The present invention is directed to liquid ink compositions. More specifically, the present invention is directed to aqueous based ink compositions particularly suitable for use in ink jet printing processes. One embodiment of the present invention is directed to an ink composition which comprises an aqueous liquid vehicle, a water-soluble dye, and particles of a block copolymer of the formula ABA, wherein A represents a hydrophilic segment and B represents a hydrophobic segment, said ABA particles having an average diameter of about 300 Angstroms or less. Optionally, silica is precipitated within the micelles.

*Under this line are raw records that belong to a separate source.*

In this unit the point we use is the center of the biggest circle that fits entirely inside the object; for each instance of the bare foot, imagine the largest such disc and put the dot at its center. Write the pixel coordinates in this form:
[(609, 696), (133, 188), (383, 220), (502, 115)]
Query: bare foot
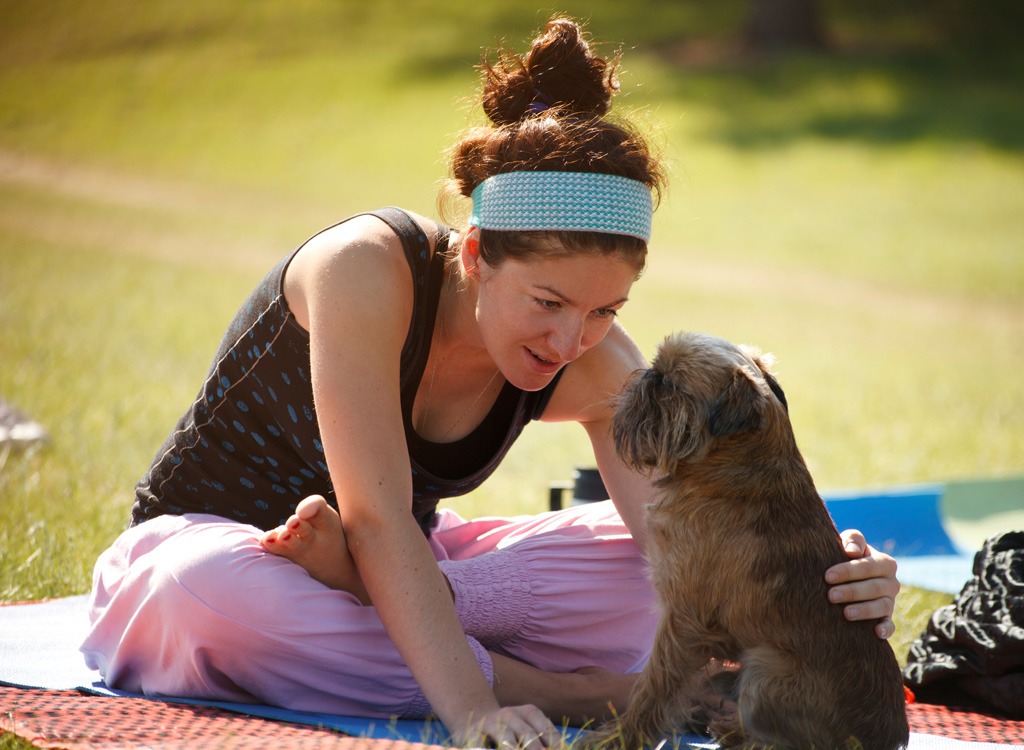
[(313, 538)]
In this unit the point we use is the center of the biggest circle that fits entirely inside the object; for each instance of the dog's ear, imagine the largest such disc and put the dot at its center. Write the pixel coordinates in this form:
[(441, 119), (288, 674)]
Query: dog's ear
[(655, 423), (765, 363), (739, 407)]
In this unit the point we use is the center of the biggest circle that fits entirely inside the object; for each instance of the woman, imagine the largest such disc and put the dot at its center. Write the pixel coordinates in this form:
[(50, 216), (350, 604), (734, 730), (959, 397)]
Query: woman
[(390, 362)]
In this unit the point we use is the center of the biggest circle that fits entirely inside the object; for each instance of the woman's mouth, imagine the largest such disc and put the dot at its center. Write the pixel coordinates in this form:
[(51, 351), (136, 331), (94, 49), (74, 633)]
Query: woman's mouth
[(543, 364)]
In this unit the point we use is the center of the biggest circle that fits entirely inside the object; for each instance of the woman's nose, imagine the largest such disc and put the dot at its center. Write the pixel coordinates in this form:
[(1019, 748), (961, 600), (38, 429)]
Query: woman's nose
[(567, 340)]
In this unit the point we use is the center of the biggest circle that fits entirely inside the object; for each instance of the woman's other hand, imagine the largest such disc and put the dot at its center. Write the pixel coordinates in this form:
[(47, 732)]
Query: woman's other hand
[(866, 585)]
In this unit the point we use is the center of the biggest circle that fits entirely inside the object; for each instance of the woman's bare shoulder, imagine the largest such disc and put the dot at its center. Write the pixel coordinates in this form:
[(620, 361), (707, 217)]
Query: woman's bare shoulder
[(359, 261)]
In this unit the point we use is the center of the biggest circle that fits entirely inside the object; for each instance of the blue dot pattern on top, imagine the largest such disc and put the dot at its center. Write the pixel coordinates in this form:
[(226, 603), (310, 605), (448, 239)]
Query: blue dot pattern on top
[(249, 448)]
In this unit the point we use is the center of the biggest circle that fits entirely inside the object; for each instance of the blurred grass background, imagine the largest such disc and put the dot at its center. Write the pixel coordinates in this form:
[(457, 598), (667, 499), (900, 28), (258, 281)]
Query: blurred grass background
[(858, 211)]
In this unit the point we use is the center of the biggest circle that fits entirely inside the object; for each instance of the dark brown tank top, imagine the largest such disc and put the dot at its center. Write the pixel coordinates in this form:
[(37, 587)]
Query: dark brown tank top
[(249, 447)]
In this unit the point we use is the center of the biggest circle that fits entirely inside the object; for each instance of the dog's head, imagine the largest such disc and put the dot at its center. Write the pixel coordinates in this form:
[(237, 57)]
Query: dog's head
[(699, 389)]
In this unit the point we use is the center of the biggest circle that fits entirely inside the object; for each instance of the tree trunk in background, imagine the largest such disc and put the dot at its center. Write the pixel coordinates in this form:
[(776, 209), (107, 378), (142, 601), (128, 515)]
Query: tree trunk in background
[(779, 25)]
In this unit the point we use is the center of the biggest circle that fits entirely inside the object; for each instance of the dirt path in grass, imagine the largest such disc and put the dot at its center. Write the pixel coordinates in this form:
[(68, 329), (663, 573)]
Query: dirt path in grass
[(65, 203)]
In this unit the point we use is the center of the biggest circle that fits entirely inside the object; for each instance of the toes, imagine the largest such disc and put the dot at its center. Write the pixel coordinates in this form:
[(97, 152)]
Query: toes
[(270, 538), (309, 507), (299, 527)]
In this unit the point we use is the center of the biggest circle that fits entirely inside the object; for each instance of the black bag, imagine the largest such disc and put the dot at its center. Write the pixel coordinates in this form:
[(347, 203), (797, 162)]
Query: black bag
[(974, 648)]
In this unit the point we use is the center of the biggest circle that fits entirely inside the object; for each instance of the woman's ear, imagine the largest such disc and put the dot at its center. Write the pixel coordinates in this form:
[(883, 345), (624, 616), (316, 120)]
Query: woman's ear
[(471, 252)]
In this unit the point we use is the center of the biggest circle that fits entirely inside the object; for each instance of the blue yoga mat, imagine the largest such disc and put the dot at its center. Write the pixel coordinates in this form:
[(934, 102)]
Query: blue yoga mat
[(39, 650)]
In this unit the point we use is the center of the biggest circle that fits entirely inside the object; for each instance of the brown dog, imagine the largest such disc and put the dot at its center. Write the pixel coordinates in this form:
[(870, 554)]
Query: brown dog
[(738, 542)]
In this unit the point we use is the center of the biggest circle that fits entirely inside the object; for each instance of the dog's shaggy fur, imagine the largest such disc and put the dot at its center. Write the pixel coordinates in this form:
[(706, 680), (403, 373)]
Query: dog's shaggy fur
[(738, 543)]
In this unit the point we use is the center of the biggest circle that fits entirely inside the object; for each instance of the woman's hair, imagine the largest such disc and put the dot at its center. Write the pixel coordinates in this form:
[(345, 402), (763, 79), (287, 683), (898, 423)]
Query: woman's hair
[(548, 113)]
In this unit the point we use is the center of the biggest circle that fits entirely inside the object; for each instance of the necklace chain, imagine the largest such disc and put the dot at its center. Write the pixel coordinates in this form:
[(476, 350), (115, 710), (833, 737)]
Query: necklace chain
[(433, 371)]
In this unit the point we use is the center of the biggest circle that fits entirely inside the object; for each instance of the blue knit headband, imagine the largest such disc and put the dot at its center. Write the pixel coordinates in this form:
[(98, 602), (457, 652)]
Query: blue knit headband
[(563, 201)]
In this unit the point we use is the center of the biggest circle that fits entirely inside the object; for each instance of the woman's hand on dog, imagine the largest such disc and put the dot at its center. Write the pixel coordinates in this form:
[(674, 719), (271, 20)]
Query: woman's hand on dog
[(867, 582)]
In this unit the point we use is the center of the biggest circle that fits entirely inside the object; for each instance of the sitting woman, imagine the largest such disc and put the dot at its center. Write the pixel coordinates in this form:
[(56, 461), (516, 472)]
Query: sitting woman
[(287, 546)]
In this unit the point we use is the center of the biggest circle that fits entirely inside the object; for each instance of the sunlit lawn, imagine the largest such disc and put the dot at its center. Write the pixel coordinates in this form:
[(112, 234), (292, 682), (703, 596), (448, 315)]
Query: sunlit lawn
[(860, 216)]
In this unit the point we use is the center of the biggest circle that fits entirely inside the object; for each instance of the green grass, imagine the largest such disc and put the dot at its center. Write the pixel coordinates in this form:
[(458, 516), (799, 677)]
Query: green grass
[(859, 214)]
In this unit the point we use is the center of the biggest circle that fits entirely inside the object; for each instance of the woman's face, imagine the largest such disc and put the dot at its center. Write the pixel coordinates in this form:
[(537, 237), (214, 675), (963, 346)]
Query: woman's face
[(539, 315)]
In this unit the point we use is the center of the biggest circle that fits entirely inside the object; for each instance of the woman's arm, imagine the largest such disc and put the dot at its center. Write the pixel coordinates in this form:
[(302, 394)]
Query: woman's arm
[(352, 290)]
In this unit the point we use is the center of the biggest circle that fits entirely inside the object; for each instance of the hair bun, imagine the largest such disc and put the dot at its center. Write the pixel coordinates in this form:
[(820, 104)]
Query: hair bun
[(559, 72)]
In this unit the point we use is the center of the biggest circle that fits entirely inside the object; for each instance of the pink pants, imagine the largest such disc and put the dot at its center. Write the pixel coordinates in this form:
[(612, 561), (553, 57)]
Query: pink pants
[(193, 607)]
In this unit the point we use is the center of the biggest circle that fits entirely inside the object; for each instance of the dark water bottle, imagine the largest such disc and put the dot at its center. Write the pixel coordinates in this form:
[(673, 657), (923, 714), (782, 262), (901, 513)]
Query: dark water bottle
[(587, 487)]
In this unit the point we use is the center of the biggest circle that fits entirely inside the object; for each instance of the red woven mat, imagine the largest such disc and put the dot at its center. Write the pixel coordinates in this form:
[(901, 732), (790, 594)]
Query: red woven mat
[(71, 719), (964, 723)]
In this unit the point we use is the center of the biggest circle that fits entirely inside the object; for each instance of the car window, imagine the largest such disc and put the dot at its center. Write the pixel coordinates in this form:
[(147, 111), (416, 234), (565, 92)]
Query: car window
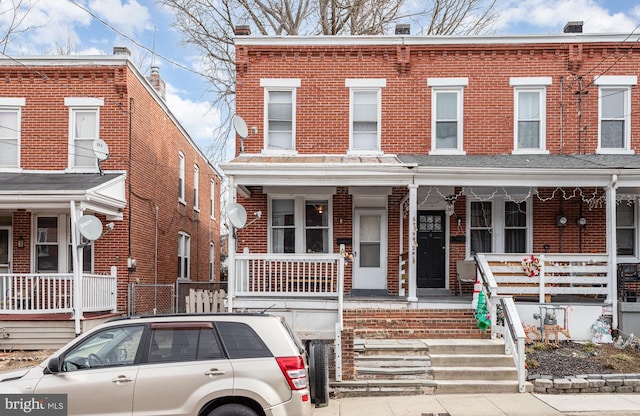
[(180, 344), (111, 347), (241, 341)]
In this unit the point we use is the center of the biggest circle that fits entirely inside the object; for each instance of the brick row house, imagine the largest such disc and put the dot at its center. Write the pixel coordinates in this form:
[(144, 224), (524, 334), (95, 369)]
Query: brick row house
[(372, 165), (90, 136)]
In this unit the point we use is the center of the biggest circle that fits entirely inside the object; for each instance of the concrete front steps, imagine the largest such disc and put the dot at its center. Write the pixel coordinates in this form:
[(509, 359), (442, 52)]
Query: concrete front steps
[(429, 366)]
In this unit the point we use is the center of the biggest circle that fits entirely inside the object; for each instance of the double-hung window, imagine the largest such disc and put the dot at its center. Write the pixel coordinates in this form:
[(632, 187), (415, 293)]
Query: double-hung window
[(10, 116), (184, 254), (530, 114), (280, 114), (447, 121), (84, 129), (614, 108), (299, 225), (500, 226), (365, 114), (626, 234)]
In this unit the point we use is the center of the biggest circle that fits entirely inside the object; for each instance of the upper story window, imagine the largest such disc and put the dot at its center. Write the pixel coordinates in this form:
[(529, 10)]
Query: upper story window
[(10, 116), (84, 129), (447, 115), (500, 226), (614, 109), (184, 254), (299, 225), (280, 114), (530, 114), (365, 114), (181, 181), (196, 187)]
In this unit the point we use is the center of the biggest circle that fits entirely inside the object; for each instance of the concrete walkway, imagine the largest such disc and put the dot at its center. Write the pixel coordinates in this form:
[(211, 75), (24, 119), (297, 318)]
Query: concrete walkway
[(515, 404)]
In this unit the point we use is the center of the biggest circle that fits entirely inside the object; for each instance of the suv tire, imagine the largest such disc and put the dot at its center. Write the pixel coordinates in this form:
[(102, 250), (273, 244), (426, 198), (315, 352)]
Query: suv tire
[(233, 409), (318, 373)]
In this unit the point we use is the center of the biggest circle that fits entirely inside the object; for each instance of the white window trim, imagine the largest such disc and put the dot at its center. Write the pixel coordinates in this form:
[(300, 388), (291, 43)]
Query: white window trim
[(455, 85), (497, 221), (181, 178), (183, 239), (196, 188), (613, 81), (14, 104), (366, 84), (299, 224), (279, 84)]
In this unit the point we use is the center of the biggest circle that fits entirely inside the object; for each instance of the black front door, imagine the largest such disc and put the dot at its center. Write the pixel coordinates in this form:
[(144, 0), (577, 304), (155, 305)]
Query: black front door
[(431, 249)]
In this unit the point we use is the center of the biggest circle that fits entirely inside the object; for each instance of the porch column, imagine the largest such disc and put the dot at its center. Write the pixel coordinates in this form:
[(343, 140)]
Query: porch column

Ink jet printing systems generally are of two types: continuous stream and drop-on-demand. In continuous stream ink jet systems, ink is emitted in a continuous stream under pressure through at least one orifice or nozzle. The stream is perturbed, causing it to break up into droplets at a fixed distance from the orifice. At the break-up point, the droplets are charged in accordance with digital data signals and passed through an electrostatic field which adjusts the trajectory of each droplet in order to direct it to a gutter for recirculation or a specific location on a recording medium. In drop-on-demand systems, a droplet is expelled from an orifice directly to a position on a recording medium in accordance with digital data signals. A droplet is not formed or expelled unless it is to be placed on the recording medium.
Since drop-on-demand systems require no ink recovery, charging, or deflection, the system is much simpler than the continuous stream type. There are two types of drop-on-demand ink jet systems. One type of drop-on-demand system has as its major components an ink filled channel or passageway having a nozzle on one end and a piezoelectric transducer near the other end to produce pressure pulses. The relatively large size of the transducer prevents close spacing of the nozzles, and physical limitations of the transducer result in low ink drop velocity. Low drop velocity seriously diminishes tolerances for drop velocity variation and directionally, thus impacting the system's ability to produce high quality copies. Drop-on-demand systems which use piezoelectric devices to expel the droplets also suffer the disadvantage of a slow printing speed.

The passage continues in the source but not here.